Cos’è la condotta violenta
Per condotta violenta si intende un comportamento intenzionale e aggressivo che:
- non è finalizzato alla conquista del pallone
- mette a rischio l’incolumità di un avversario o di altre persone
- avviene durante o dopo il gioco
È una violazione grave del Codice di Giustizia Sportiva.

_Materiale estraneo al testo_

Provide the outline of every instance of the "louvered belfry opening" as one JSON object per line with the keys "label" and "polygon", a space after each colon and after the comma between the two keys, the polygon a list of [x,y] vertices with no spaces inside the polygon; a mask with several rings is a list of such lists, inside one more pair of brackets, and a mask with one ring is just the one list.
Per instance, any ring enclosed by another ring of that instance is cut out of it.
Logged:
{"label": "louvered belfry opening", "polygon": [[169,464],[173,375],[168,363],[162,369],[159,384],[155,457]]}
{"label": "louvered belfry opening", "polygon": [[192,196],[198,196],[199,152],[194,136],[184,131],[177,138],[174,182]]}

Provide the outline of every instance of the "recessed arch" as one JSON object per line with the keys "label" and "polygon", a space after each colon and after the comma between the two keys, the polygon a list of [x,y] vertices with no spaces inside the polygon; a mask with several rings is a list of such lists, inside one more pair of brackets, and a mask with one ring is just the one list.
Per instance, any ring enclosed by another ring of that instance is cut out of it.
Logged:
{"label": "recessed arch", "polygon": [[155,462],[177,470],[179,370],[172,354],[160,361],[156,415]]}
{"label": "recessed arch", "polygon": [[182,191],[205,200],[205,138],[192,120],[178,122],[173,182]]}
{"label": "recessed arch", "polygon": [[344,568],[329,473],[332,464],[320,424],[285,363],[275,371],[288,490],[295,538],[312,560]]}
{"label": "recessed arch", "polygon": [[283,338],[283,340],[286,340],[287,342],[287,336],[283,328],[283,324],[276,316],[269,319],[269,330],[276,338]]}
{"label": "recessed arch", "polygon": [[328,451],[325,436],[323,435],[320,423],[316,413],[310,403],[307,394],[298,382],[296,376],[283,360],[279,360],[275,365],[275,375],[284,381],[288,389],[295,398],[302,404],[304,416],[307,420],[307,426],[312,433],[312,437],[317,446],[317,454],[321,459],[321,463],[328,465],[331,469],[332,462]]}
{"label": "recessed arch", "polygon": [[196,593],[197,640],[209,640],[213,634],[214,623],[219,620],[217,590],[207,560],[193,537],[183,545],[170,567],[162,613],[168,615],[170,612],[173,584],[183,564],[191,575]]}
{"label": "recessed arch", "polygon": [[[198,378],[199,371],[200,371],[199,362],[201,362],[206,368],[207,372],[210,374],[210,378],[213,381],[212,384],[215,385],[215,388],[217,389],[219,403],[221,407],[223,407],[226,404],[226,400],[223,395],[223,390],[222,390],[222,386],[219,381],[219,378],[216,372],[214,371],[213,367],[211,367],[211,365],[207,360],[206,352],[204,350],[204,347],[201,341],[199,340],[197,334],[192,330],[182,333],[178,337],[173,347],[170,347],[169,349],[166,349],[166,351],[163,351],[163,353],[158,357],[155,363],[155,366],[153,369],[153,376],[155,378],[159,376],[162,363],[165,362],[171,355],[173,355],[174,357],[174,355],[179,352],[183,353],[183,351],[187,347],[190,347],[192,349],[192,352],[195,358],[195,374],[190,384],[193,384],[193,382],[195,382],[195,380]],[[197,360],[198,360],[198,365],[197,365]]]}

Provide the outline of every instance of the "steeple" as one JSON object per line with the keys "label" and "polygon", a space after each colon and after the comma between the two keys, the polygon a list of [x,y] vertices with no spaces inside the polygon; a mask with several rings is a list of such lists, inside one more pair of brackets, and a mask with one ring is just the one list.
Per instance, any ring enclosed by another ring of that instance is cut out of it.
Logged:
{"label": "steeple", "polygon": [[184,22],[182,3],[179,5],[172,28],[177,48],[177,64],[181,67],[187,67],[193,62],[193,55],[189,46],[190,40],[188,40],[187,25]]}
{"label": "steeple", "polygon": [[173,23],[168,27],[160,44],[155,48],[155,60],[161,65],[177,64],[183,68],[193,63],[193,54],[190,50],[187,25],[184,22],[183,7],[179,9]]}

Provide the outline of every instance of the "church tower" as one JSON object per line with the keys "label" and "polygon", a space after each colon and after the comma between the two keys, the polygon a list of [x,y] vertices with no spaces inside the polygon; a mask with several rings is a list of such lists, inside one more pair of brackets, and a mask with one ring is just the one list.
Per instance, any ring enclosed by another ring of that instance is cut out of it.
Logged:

Esempi di condotta violenta
Rientrano nella condotta violenta:
- pugni, calci o colpi volontari
- spinte o testate a gioco fermo
- reazioni aggressive lontano dall’azione
- comportamenti violenti verso avversari, compagni o ufficiali di gara
Anche un gesto senza conseguenze fisiche può essere considerato condotta violenta se intenzionale.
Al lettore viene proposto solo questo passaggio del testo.